トイレは一階の中央にあります。その脇に二階への階段と、例の板張りされた地下への階段があります。
それでB先輩に続いてトイレの傍まで行ったとき私は、たぶんA先輩も一目で違和感に気がつきました。
普段は板張りされている地下への階段が開いていたんです。
私は入学以来、この板がなくなっている状態を一度も見たことがありませんでした。むしろ封鎖されているのが当たり前になっていて、地下に続く道がすごく異質に思えました。
ぽっかりと開いた穴のような暗闇から冷たい空気が流れてきます。少しかびの匂いもしました。
「何これ。なんで開いてんの」
「わかんね。近いうちに工事があるとか聞いたけどその関係じゃね?」
先輩方が口々に疑問を出しました。私はやりとりをなんとなく聞いていたのですが、そのうちB先輩が
「なあ、下どうなってんだろ」
と、言い出しました。言いたいことは私達にもすぐ伝わって
「やめときましょうよ。なんか……怖いですよ」
「そうだって。老朽化とかもあるし」
などと制しました。けどB先輩は「でも気になるじゃん。ちょっとだけ、な?」って、強引に誘おうとするんです。
私達は粘り強く説得を試みようとしました。ですが押しの強いB先輩を止めきれず、ほんの少しだけという条件で地下への階段を降りることになりました。
三人で地下一階に降ります。
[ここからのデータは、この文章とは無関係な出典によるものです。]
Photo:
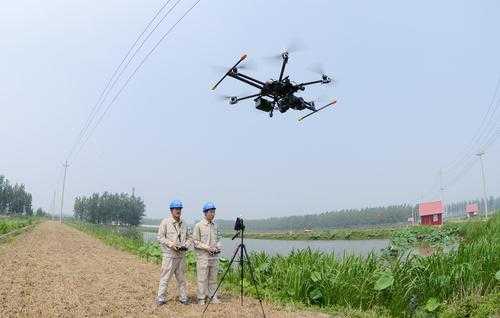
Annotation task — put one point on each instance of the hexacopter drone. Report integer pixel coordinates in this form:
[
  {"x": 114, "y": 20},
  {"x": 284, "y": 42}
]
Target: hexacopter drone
[{"x": 275, "y": 94}]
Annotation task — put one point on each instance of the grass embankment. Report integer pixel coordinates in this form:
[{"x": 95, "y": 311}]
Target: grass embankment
[
  {"x": 334, "y": 234},
  {"x": 11, "y": 224},
  {"x": 460, "y": 283},
  {"x": 464, "y": 282},
  {"x": 130, "y": 240}
]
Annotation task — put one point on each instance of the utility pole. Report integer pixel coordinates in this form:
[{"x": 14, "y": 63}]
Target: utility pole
[
  {"x": 53, "y": 207},
  {"x": 480, "y": 155},
  {"x": 441, "y": 188},
  {"x": 65, "y": 165}
]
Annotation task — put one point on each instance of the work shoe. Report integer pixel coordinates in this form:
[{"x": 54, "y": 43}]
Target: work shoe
[
  {"x": 184, "y": 301},
  {"x": 215, "y": 300},
  {"x": 161, "y": 302}
]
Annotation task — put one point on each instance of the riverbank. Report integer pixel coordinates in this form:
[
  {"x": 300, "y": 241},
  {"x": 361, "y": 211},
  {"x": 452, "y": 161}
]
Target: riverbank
[
  {"x": 461, "y": 282},
  {"x": 333, "y": 234},
  {"x": 58, "y": 271}
]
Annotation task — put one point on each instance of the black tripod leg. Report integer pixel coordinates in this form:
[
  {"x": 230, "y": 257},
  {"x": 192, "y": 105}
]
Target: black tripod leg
[
  {"x": 254, "y": 281},
  {"x": 241, "y": 274},
  {"x": 222, "y": 279}
]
降り切った階段の脇には電灯のスイッチがあって、A先輩が反射的にスイッチを入れました。
廊下の蛍光灯は普通につきました。いえ、何本かは切れていましたが、様子がわかる程度には明るくなりました。
「あ、やば」
A先輩はあわてて電灯を消そうとしましたが、「大丈夫だって、地下だから。外からわかんないよ」そう言ってB先輩が手を止めました。
廊下を突き当たりまで見通してみます。なんというか……普通で、1階から3階までとつくりはなんら変わるところがありません。
ただ部室の前の扉には何かしら装飾を施すのが普通なのですが、各扉には墨文字で部の名前が書かれているだけで、時代を感じさせられます。廊下の隅に置かれた缶コーヒーの空き缶は見たことないデザインのものでした。
「部屋は……鍵がかかってんな。廊下もなんか普通だし」
好奇心旺盛なB先輩はがっかりした様子でしたが、A先輩は「もういいだろ。戻ろう」としつこく提案しました。
私もA先輩に同調して、二人で説得にかかります。別に変なことが起こったわけじゃありません。ただなんとなく、嫌な感じがしたんです。
懸命な説得にB先輩も諦めかけた矢先でした。「お」B先輩が、私達の背後を指差したのです。
A先輩と私が振り返ると、十メートルちょっとくらい向こう。階段から四つ先の扉が開いていました。
どの部の部室かはわかりません。ただ扉がキィ、と高い音を立てて開いていました。
「おい。あそこ見れそうだぞ」
B先輩の目が少年のように輝きます。反面、私とA先輩の表情は固まっていました。
なんであの部屋だけ扉が開いているのでしょう。その疑問は確かにあります。けどそれ以上に、自分の記憶と目の前の光景を照らし合わせるのに必死でした。
あの扉、最初来たときから開いていたでしょうか……?
「うわめっちゃ気になる! ちょっと見に行ってこよ」
扉に向かおうとするB先輩。私は失礼と思いながらも、A先輩と一緒にB先輩の服を掴んで引き止めました。
根拠なんてありません。ただ、行ったらだめ。ただ事じゃないかもしれない。そんな予感でいっぱいだったんです。
私達があまりに必死な様子だったためか、B先輩も聞き入れてくれそうな雰囲気になってきました。けど厄介なことがまた起こったんです。
上の階。つまり一階からです。かつん、かつんって足音らしき音が聞こえてきました。